Raising Capital Guide
Accessing capital from third parties can be mysterious to many technology companies. Our goal is to remove the mystery with a step-by-step guide to raising money for your business from bootstrapping to $10 million-plus. Authored by TechCXO’s Co-Founder and Managing Partner Kent Elmer, you will be led from different stages — less than $500k, up to $2 million and $10 million and beyond — on how to get the attention of investors and secure their investment.
Part 1: $0 to $500k
There are a number of reasons why bootstrapping your first round of investment is recommended by TechCXO. Most importantly, you will be demonstrating disciplines and processes that will greatly aid you as you pursue the big money.
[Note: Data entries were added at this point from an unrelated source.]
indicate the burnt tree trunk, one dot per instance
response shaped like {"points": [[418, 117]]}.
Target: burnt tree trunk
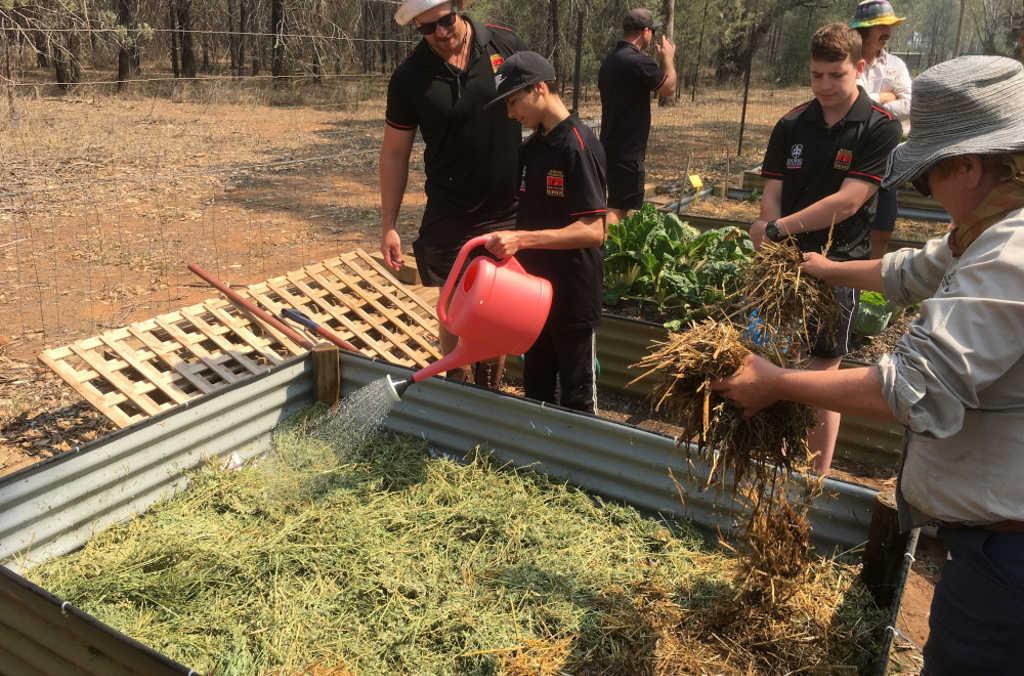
{"points": [[67, 66], [184, 31], [669, 12], [42, 46], [126, 19], [243, 28], [555, 48], [278, 29], [172, 16]]}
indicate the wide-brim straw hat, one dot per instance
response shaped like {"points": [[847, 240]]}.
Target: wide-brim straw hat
{"points": [[413, 8], [876, 12], [968, 106]]}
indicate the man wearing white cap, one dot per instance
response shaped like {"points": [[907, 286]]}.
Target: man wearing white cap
{"points": [[471, 155], [956, 379]]}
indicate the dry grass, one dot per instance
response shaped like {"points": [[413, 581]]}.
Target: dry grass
{"points": [[736, 450], [393, 562], [788, 304]]}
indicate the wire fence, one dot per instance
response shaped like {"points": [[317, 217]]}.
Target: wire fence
{"points": [[107, 197]]}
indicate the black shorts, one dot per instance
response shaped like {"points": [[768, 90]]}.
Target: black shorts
{"points": [[976, 621], [559, 368], [434, 259], [626, 179], [838, 344], [886, 209]]}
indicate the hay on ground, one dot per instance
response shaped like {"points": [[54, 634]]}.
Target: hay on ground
{"points": [[790, 305], [395, 562], [734, 448]]}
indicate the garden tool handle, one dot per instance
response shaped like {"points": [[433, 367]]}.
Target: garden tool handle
{"points": [[299, 318], [454, 275]]}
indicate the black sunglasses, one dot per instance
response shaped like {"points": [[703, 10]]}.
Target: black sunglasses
{"points": [[448, 20]]}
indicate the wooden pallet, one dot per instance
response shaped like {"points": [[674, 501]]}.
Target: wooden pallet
{"points": [[141, 370]]}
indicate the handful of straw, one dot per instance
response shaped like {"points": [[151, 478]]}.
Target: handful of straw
{"points": [[786, 301], [688, 363]]}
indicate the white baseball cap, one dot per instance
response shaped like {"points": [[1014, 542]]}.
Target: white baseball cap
{"points": [[413, 8]]}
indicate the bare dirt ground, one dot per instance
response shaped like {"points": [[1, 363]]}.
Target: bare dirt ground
{"points": [[104, 201]]}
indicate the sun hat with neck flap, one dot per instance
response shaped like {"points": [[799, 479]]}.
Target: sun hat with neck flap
{"points": [[876, 12], [410, 9], [967, 106]]}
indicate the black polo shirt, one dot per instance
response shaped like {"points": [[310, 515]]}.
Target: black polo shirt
{"points": [[471, 153], [626, 80], [563, 180], [813, 160]]}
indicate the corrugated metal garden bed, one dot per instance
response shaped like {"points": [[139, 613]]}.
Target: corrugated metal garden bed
{"points": [[56, 507]]}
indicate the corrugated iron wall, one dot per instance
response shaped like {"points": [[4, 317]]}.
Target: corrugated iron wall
{"points": [[52, 508]]}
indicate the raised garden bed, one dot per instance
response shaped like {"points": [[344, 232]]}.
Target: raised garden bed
{"points": [[56, 507]]}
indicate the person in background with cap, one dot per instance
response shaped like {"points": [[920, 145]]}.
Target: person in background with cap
{"points": [[822, 169], [559, 231], [627, 78], [887, 81], [956, 379], [471, 154]]}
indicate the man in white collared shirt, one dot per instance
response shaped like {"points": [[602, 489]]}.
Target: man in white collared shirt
{"points": [[887, 81]]}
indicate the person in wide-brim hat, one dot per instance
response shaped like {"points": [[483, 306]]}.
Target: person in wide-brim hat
{"points": [[876, 12], [410, 9], [955, 379], [968, 106]]}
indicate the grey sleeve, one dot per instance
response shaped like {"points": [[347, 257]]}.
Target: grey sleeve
{"points": [[909, 276], [966, 338]]}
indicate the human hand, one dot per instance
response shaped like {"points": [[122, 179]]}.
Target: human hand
{"points": [[758, 233], [666, 49], [753, 387], [503, 243], [818, 266], [391, 249]]}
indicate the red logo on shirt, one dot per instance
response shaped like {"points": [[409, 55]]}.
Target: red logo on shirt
{"points": [[556, 183], [844, 160]]}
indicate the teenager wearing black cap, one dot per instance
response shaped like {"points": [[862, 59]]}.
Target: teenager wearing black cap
{"points": [[560, 230], [470, 156], [822, 169], [627, 78]]}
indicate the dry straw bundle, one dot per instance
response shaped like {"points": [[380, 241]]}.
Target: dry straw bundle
{"points": [[394, 562], [687, 363], [788, 303]]}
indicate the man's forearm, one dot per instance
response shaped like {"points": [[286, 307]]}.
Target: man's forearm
{"points": [[393, 177], [863, 275], [821, 215], [580, 235], [850, 391], [669, 86]]}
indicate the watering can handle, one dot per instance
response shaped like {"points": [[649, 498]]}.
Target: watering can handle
{"points": [[454, 275]]}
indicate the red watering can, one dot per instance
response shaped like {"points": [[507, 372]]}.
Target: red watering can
{"points": [[497, 308]]}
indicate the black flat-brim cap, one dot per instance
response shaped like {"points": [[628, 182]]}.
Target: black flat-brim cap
{"points": [[638, 19], [520, 71]]}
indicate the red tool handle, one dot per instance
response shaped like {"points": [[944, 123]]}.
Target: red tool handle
{"points": [[301, 318], [251, 307]]}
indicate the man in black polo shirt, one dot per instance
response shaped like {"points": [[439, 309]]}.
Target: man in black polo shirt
{"points": [[627, 78], [560, 230], [471, 155], [823, 165]]}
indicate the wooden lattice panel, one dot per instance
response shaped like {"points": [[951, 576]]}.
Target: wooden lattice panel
{"points": [[135, 372]]}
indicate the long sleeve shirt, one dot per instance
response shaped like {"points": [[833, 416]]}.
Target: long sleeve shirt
{"points": [[889, 74], [956, 379]]}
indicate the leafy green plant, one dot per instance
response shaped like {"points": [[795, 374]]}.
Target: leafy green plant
{"points": [[658, 259]]}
Before you go on a hunt for dollars, here are some fundamentals to get right immediately.
- Nice, Simple Structure – Be sure that from a legal entity structure you are set up as simply as possible. You want to attract investors based on your ideas and operational abilities; they can get spooked if you have an unusual legal structure or equity split. For example, maybe you’ve got a handful of friends and family and raised $100,000 (or used a crowdfunding platform). That’s not a problem. However, if you have 25 investors at $2,000 a piece, the red flags start to go up. Also, if you have employees, have you implemented a bona fide stock option plan or are there just handshake agreements?An LLC structure is typically best. But remember: institutional investors won’t put money into an LLC — you must be a C Corp. However, its an easy, $1k procedure to change an LLC into a company. Simplify your structure and ownership as much as possible.
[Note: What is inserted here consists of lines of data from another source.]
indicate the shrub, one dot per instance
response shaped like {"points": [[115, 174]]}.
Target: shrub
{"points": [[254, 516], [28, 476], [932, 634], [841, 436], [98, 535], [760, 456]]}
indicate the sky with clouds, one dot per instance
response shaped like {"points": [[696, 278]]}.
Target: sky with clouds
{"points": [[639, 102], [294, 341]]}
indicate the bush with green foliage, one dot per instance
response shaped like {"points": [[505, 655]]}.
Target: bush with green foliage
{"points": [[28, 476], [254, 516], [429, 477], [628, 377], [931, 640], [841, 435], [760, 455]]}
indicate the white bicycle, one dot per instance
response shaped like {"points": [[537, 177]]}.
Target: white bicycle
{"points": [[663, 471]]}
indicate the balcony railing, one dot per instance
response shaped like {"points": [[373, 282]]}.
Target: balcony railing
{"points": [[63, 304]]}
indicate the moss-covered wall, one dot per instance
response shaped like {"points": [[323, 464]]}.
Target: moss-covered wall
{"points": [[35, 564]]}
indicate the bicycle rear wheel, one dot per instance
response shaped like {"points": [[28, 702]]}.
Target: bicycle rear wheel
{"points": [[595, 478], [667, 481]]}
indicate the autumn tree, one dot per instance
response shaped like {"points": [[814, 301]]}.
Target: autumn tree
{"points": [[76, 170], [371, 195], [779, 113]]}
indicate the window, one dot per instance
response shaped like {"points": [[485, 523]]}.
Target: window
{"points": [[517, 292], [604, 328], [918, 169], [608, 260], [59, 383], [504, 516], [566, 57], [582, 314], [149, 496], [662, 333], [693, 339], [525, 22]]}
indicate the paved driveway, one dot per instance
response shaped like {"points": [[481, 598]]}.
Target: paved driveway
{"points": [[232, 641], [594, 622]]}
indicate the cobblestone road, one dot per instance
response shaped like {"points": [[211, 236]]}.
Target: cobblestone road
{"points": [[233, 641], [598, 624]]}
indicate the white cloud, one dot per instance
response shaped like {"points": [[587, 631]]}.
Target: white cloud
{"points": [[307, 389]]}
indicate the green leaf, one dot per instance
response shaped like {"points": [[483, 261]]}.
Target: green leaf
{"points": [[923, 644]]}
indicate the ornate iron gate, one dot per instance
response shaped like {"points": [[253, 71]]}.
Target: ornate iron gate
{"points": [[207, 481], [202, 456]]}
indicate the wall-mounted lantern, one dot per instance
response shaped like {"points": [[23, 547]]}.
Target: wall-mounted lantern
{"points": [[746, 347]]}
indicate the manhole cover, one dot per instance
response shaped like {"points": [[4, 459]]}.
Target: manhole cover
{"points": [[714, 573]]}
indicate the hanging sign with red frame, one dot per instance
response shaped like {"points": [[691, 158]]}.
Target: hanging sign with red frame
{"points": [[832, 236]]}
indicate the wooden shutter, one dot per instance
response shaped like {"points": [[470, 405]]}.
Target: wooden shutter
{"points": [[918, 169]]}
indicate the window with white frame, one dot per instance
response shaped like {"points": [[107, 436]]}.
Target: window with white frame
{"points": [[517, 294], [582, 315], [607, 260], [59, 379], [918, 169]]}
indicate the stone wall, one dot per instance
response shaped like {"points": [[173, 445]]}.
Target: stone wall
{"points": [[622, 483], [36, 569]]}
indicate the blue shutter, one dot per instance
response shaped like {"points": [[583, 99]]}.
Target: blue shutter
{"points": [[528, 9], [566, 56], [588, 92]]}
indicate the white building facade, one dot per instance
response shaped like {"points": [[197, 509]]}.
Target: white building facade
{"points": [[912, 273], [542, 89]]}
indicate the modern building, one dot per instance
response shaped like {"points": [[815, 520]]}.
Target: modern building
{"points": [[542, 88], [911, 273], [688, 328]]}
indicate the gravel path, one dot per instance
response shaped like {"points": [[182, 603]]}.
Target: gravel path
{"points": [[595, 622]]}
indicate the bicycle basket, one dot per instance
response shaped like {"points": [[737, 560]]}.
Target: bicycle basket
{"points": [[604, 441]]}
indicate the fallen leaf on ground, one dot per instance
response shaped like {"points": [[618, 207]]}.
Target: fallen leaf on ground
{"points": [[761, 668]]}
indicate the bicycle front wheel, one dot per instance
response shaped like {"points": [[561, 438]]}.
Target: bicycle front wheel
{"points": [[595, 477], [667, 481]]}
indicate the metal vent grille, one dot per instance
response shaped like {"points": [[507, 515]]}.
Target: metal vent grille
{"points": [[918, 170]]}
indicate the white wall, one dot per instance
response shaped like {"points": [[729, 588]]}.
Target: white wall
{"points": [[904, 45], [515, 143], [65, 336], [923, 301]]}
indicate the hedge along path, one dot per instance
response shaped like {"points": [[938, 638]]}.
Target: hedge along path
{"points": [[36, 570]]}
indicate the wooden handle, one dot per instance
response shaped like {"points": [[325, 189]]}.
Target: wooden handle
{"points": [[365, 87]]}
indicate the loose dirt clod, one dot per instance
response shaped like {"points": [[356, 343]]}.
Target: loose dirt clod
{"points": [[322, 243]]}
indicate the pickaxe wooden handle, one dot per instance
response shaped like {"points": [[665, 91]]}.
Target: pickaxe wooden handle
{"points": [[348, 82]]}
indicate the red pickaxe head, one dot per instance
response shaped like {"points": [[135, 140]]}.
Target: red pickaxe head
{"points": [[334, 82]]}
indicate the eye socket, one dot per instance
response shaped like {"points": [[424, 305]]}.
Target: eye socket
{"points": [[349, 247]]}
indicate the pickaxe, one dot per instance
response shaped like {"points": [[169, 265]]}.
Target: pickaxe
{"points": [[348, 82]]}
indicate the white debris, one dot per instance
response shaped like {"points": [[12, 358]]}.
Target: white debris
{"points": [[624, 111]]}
- Narrow Market Focus – Most startups try to do too many things and wind up failing. It is especially important to maintain focus with limited capital. Pick your best opportunity and go deep into it. Once you’re a leader in that area, then you can expand. If you’re trying to build seven different tech applications at once, you’re headed for failure. Also, exploit a good market, don’t build a good one. Better to have a good technology area in a receptive market than a great piece of technology looking to find a market.
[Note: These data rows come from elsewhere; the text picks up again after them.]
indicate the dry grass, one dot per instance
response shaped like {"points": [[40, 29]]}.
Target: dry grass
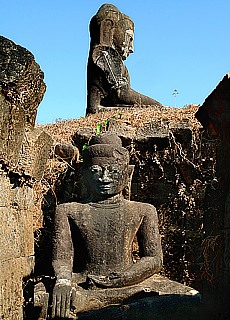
{"points": [[62, 131]]}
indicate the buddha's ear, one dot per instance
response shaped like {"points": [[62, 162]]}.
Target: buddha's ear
{"points": [[127, 190], [106, 32], [131, 170]]}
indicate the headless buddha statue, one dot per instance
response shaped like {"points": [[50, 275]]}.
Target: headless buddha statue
{"points": [[92, 256], [108, 82]]}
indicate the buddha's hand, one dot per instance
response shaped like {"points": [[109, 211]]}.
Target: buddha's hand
{"points": [[61, 298], [113, 280]]}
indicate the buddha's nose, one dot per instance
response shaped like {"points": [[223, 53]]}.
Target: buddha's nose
{"points": [[105, 176], [131, 49]]}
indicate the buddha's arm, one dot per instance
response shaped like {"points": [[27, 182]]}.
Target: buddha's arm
{"points": [[128, 96], [150, 251], [62, 259]]}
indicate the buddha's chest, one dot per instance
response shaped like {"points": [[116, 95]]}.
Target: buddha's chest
{"points": [[110, 229]]}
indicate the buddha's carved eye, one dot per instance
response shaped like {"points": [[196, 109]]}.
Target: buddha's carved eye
{"points": [[96, 169]]}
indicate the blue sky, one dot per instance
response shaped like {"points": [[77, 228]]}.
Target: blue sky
{"points": [[180, 44]]}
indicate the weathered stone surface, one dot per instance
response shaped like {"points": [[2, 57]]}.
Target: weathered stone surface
{"points": [[24, 151], [34, 152], [214, 114], [108, 82], [21, 79], [11, 299]]}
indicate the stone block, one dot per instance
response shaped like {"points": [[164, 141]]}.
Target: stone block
{"points": [[34, 152], [10, 235]]}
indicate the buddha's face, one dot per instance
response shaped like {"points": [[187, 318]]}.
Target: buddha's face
{"points": [[128, 46], [107, 177]]}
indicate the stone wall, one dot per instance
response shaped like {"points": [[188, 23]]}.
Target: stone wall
{"points": [[23, 154], [214, 115]]}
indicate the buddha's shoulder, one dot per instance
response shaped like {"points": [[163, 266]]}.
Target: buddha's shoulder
{"points": [[72, 207], [140, 206]]}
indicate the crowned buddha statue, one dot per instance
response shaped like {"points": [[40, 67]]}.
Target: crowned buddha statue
{"points": [[93, 256], [108, 81]]}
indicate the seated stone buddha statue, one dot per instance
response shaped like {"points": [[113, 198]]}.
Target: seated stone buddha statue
{"points": [[93, 256], [93, 240], [108, 81]]}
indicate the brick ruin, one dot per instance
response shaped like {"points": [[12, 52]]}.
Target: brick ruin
{"points": [[24, 152]]}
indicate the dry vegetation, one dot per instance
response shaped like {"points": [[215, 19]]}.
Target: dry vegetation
{"points": [[62, 131], [182, 169]]}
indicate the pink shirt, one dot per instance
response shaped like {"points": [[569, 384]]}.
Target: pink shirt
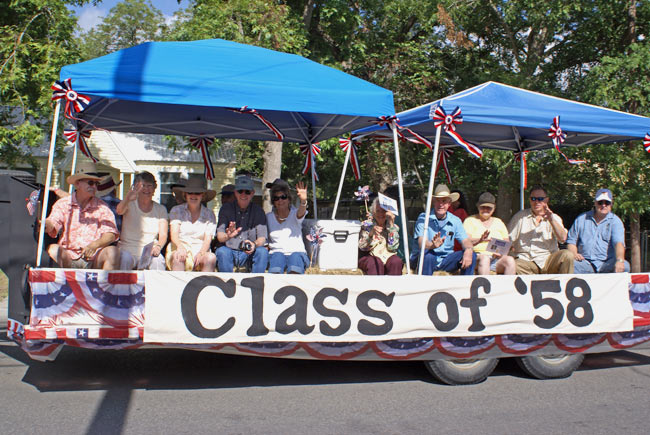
{"points": [[81, 227]]}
- Think “Medicine” before “Candy” – Part of your narrow focus should be to solve a fundamental problem not addressed well in your market. Perhaps there’s an underserved or overlooked customer segment. Maybe there are painful inefficiencies no one can seem to solve. Much better to have a product that solves a problem than something that is really cool and sexy.
- Constantly seek “IP” – If you don’t have a lot of customers or revenue, you can still be a draw with Intellectual Property. Think in terms of IP protection for whatever you are building. Remember, too: it is much harder to defend a proprietary process than a proprietary product. Your IP may be intriguing enough to attract investors, even without a substantive customer base if you’re addressing a specific pain in an established industry. For example, a biotech startup may spend years in development, but if there is a big addressable market with their device or drug and defensible Intellectual Property, investors will be interested.
We like raising money, and there are many ancillary benefits beyond the obvious access to new cash. Whether its a strategic lender, private equity firm or venture capital, you will be getting both a confirmation of your growth plans and new ways to take your company to the next level. With all that said, however, we typically recommend that up to the $500,000 level, owners try to raise money on their own.
Here are some recommendations for bootstrappers:
- Investors want to see owner skin in the fame — Angels, VCs, banks and private equity firms will want to see owners have equity in their own company. Equity can be straight cash, money from friends and family or even “sweat equity” in the form of quitting a full-time job to pursue their dream. In short, they want to see commitment. Remember: friends and family are fine, but keep it simple. A handful of friends and family contributing money is straightforward; however a bunch of small contributions might spook institutional players. For example, 25 people contributing $5,000 a piece spells trouble.